I always went for the new player playing the role of runner and the runner playing with an open hand. The game is pretty easy to pick up after a game or two, if the person you are teaching is already well versed in things like Magic, WoW, Yugioh or other card games.
First, I explain that the Corp goes first and take them through a typical first turn of the Corp, explaining why I am placing cards down in a certain way and what they may or may not be. I explain clicks and how they function, along with the possible actions that can be taken.
When it's their turn (I explain that there is a Mulligan rule, but skip over it as it is a tutorial) I walk them through their strategies and explain the cards in hand.
My tutorial decks are Haas Bioroid Vs. Shaper for simplicities sake. I only walk someone through a run when it is possible for them to perform one. For example I tend to leave either HQ or R&D open after my first turn to explain the run and the reason behind it before explaining ICE effects during a later turn.
Most I've taught tend to grasp the game after a few turns, maybe two games at most. I tend to have new players stick to runner for their first few games before having them play the corp. That way they grasp the role of the runner as much as possible and can then take the strategies they learned that way and apply that to defending themselves as the Corp.
The asymmetry can be tough. I usually use a small card reference that I made up that splits them down by card type. I explain 1 side at a time, beginning with the corporation. Operations first, then the other cards since they all go face down.
As far as decks go, I always use a very basic Weyland and very basic Kate deck to teach. I think they play the game in the most "traditional" fashion, with emphasis on keeping players out of forts and ice breaking to make access, with no traps.
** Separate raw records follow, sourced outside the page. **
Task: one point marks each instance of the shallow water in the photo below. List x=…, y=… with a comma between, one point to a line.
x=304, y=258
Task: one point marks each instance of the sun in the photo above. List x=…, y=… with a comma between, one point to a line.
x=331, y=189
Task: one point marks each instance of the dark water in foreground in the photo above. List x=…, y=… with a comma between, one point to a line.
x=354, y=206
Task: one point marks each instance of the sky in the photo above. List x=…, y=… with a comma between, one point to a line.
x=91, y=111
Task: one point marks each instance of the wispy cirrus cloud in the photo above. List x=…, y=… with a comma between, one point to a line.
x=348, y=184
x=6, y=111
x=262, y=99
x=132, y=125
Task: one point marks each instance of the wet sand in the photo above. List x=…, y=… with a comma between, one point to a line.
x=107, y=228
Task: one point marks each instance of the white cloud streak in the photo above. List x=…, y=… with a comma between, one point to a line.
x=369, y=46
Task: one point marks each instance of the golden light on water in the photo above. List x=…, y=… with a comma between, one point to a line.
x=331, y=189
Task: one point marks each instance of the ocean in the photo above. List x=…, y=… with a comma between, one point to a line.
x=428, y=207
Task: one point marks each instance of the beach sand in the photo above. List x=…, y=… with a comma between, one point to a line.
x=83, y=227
After the player gets the gist of the game, I tell them about traps and play them against a modified haas-bioroid and criminals deck.
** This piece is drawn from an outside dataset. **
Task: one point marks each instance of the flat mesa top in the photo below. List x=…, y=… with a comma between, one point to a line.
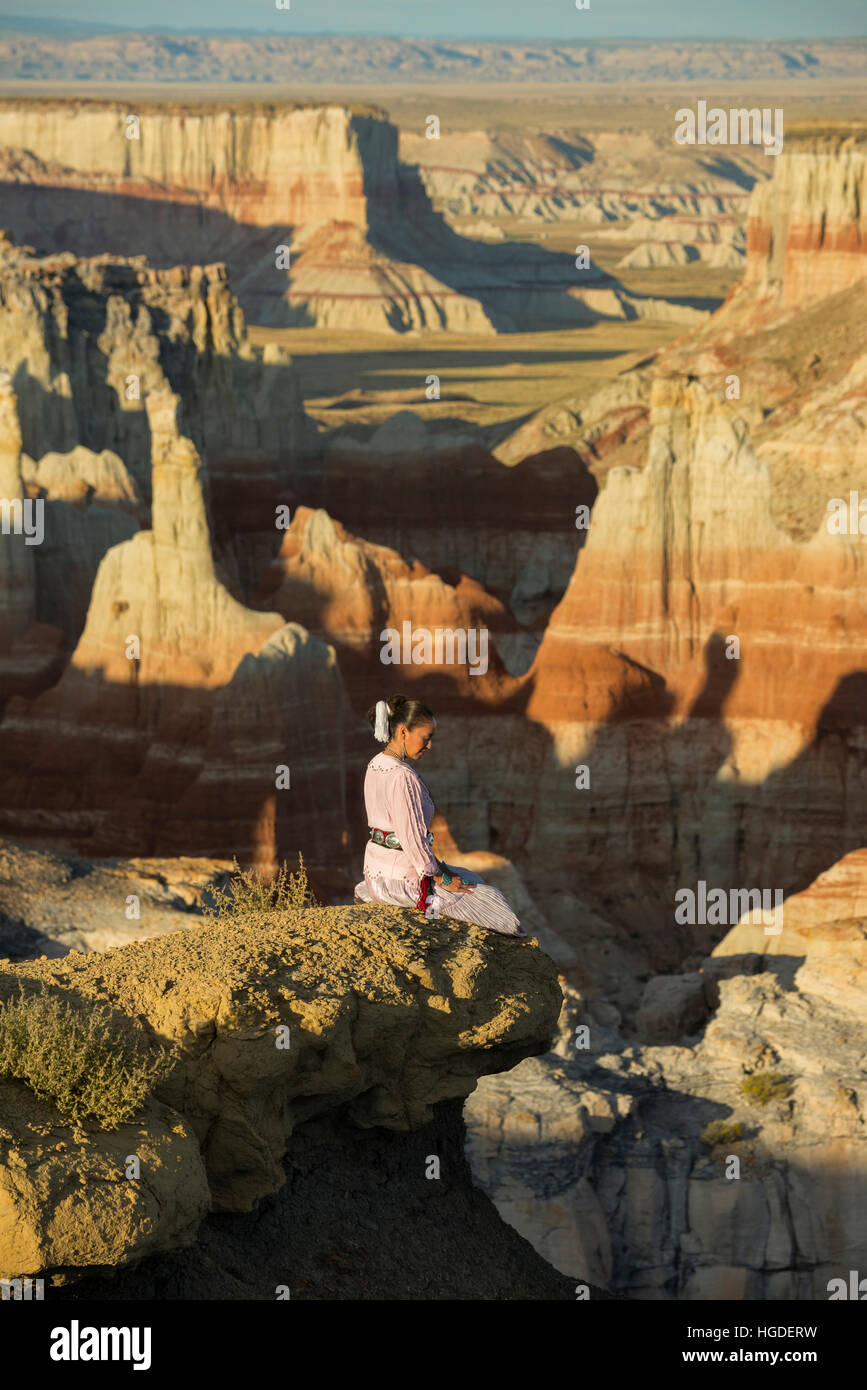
x=175, y=107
I've found it much easier to teach the game to someone who has previous with other CCGs / LCGs like e.g Magic.
I tend to start by explaining that everything revolves around agendas - the runners are trying to steal them and the corp is trying to score them to win. I show an agenda card and run through the text on it. I would then move on to explain ICE (used to protect these agendas) and demonstrate / talk through a few cards and then icebreakers as the natural follow-up.
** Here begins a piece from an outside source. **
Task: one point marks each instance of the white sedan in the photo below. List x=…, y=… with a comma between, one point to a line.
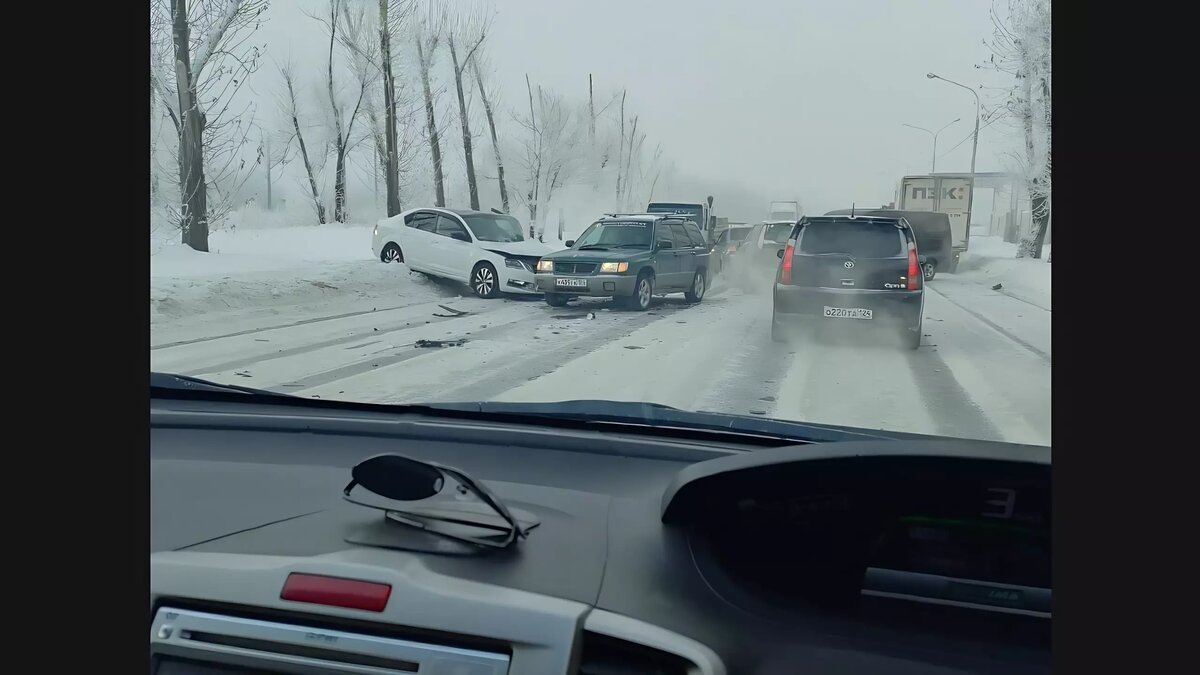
x=486, y=251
I've found this works well for me in the past. Good luck !
I actually wrote a bit of a tutorial so my FLGS can teach other people. My recommendations:
1) Use very basic cards that have to do with money and runs. No traces, tags, or viruses; not even turn structure, central servers, damage or trash costs.
2) Explain the asymmetry by saying the Corp has all the secrets, making them a defensive role. The Runner has no secrets, making them aggressive. Segue into Agenda points and winning.
3) Explain that the Runner plays cards very traditionally - cards are played face up and clicks/costs are paid immediately. The Corp plays cards very differently though, in a two-step manner - they cost a click and go facedown first, and are later turned faceup and paid for. This is a good thing! If the Corp waits as long as possible to rez cards, it can keep its secrets and surprise the Runner. Notice how cards that are rezzed have black cost icons and Agendas have white cost icons.
4)Demonstrate Events/Operations by playing a Hedge Fund and a Sure Gamble. Set up a simple remote server with Wall of Static and Rototurret. Then walk the newbie through a basic run, showing them how runs are expensive for both sides.
This is enough to show the underlying structure of the game, and a little bit of what makes the game so interesting: how both sides marshal their forces that are spent during runs, and how the corp keeps the runner guessing. If you see that lightbulb turn on above the newbie's head, mention that there are several more things that make the game more interesting, like what the Runner does to central servers, damage and trashing assets/upgrades.
EDIT: If you can get your hands on a double-sided playmat, it'll help immensely. Something with labeled card areas and a click counter and the list of things to do with clicks.